I am a strong proponent of regular car maintenance – and because of that, I say – the best way to prevent car issues is to actually be involved with the maintenance process. But, since car health is a tedious task to keep doing at all times, some mistakes and failures slip though.
The best way to approach car starter failure prevention is to keep the rest of the starting system healthy and under check. Here are a few examples:
- Keep your car battery in a healthy condition. This means not letting it empty out often, or even better – don’t let it empty out ever. Another way to make sure you will always have some juice to start the starter is to have a pair of trustworthy jumper cables inside the trunk of your car.
- Check the alternator every once and again – Since the alternator plays a key role in maintaining the battery, you should check on it as well.
- Take your car to a full inspection regularly – regardless of whether your state has mandatory car inspections, you should do a check-up like this at least once a year. Being road-safe is paramount, and car inspection will show you what to fix.
Replacing a Car Starter – How Often?
So, let’s say that your starter failed for a few times now, and you decided it is finally time to invest in a new one, or at least repair this one. Your car starter should have lasted you for at least 100,000 miles, but some vehicles have their starters last for a lifetime. The thing is, the durability of your car’s starter motor (like many other parts) heavily depends on the conditions you drive in:
- The road quality.
- The elements – heavy-duty parts don’t do well in freezing temperatures, batteries included
- How often do you empty the battery, if at all?
- Towing – if you tow other vehicles or trailers often, your car’s interior gets under more strain, thus speeding up the wear and tear.

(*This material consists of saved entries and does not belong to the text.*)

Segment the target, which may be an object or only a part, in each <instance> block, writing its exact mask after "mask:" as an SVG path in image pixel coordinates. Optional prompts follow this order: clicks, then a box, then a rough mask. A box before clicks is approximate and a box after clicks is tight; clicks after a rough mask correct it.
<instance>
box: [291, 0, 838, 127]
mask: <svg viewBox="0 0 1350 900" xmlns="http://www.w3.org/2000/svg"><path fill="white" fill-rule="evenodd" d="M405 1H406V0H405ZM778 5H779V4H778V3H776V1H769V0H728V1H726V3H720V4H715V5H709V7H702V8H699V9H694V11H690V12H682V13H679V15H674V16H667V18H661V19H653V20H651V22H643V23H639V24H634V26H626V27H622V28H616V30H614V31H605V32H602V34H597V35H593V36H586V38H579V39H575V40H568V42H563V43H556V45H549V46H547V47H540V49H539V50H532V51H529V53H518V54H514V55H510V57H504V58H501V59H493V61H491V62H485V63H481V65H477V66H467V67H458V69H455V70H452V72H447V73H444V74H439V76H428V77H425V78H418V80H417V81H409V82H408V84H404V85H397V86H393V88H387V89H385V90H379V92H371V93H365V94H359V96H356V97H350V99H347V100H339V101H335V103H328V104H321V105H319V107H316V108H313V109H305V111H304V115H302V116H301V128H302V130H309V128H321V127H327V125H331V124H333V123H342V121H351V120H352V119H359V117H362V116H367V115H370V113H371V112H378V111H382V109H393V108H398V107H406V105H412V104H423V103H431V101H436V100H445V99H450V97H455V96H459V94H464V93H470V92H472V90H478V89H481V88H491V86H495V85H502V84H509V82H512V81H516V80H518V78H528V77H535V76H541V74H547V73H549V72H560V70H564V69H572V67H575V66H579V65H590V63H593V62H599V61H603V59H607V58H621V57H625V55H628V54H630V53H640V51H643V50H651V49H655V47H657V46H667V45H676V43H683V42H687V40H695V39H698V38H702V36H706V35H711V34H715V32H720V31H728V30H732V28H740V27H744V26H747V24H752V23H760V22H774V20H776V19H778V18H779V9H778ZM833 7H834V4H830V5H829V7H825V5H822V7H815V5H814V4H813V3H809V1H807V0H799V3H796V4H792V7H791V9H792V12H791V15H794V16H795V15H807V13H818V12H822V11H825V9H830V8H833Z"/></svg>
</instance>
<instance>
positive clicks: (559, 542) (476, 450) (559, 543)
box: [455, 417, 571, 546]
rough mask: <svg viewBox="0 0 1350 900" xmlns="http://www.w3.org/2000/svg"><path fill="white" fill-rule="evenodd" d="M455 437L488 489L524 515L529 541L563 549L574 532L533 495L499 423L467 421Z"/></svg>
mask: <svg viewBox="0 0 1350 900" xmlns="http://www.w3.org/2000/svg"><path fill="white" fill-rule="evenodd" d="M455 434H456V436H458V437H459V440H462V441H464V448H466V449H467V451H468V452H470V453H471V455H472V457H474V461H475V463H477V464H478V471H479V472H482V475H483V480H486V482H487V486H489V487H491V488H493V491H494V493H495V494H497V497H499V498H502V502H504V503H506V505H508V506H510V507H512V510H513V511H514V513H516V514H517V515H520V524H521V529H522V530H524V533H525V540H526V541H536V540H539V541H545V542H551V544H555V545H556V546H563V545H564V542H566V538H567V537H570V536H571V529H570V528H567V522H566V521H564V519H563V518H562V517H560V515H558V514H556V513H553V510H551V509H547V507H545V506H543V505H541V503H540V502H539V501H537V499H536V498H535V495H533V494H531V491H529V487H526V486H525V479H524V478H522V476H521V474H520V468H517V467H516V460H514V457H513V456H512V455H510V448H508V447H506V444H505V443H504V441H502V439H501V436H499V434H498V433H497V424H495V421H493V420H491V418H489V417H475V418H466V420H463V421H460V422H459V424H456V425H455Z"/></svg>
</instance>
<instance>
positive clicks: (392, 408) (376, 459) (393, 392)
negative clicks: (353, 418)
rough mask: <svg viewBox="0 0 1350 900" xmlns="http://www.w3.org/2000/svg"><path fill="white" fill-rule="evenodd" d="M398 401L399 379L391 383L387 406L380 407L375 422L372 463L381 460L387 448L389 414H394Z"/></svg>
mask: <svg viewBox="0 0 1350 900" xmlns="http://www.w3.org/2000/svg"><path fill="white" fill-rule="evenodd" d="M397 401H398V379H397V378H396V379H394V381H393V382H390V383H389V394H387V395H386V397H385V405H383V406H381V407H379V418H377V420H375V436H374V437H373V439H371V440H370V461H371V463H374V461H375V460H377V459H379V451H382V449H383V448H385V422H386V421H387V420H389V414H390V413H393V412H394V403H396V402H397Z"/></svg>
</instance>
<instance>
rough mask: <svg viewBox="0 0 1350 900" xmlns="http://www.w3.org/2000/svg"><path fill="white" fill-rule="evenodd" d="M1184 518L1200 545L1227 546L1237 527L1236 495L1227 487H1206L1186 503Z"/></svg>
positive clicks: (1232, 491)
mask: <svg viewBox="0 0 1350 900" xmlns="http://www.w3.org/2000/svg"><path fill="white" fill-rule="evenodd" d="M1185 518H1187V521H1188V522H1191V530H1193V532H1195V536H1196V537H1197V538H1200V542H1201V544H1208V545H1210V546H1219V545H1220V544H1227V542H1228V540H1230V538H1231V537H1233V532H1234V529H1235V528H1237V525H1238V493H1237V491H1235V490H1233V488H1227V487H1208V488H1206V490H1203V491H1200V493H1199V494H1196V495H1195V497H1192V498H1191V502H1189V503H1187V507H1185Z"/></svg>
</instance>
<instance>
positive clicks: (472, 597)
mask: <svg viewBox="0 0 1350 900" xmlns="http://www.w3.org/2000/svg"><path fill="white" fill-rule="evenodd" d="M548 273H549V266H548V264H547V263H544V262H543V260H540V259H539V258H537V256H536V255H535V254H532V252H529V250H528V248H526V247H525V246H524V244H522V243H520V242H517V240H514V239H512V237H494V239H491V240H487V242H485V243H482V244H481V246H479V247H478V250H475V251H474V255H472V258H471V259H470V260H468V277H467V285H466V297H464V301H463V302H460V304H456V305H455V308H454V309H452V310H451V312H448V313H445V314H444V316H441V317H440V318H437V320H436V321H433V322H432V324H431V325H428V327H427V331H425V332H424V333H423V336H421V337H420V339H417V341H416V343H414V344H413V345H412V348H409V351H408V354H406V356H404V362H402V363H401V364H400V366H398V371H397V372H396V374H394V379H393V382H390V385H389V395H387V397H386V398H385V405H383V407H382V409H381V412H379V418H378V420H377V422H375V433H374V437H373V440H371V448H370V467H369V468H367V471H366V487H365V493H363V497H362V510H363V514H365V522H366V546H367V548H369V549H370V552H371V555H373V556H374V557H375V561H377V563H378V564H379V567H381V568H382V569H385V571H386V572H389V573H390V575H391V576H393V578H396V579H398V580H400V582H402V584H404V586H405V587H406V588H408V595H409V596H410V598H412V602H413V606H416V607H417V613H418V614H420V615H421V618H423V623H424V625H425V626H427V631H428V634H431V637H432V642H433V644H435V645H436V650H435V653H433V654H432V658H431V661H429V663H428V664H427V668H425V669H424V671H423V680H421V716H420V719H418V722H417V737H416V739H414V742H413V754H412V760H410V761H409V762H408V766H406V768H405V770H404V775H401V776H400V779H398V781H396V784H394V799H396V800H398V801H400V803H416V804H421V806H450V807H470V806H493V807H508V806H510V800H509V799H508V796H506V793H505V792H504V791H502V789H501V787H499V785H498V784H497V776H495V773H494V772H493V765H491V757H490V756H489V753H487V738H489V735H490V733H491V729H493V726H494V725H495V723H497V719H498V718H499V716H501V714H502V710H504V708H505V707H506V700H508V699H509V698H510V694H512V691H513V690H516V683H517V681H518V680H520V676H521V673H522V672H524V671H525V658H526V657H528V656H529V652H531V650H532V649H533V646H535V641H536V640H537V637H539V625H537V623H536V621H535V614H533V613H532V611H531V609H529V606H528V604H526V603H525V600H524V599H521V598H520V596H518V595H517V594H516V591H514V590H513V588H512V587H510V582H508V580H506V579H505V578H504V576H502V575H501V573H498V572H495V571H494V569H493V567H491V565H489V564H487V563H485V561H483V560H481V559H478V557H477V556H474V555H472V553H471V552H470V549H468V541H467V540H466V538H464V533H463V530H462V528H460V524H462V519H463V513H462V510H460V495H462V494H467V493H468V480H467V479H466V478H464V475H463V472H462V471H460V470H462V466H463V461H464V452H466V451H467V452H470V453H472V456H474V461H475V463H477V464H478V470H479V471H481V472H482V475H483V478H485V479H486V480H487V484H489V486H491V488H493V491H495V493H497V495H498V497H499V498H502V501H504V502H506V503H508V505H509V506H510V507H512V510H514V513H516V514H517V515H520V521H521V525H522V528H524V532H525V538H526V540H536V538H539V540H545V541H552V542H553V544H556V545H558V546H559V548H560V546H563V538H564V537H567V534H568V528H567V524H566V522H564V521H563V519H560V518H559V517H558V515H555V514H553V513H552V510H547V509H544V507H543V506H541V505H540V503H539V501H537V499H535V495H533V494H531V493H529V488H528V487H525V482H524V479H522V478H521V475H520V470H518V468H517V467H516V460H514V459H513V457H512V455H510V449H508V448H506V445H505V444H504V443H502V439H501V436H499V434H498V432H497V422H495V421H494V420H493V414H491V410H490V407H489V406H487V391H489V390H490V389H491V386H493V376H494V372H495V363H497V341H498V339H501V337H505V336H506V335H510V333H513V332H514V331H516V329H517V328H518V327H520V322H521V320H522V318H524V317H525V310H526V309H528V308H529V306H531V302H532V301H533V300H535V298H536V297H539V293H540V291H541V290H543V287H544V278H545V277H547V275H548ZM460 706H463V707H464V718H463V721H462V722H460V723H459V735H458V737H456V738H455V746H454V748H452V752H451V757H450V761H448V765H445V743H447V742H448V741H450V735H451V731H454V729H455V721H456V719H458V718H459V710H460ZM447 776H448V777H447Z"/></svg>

- The way you drive – stop and go driving is known to hurt the car interior over long periods of time.
Some people measure the starter durability in, well, the number of successful starts. On a standard urban vehicle, you should get around 80,000 starts. But all these stats should be taken with a grain of salt since environmental factors play such a huge role.
The purpose of these small guides and tutorials is to help you realize that there is no place for panic in the world of automobiles. Truth be told, solving a car problem on your own is a feeling you kind of get hooked on. Besides saving money, you will save the most valuable resource there is – time. You’d be amazed by how many breakdowns on the road are falsa alarms, and issues that are resolved in the blink of an eye.
Lastly, I shared my knowledge on the topic because preventing car issues is often hidden in maintenance. Take a few hours a month to check on how your car is really doing under the hood, and I promise you it will thank you with purring and steady performance. Have fun and stay safe on the road!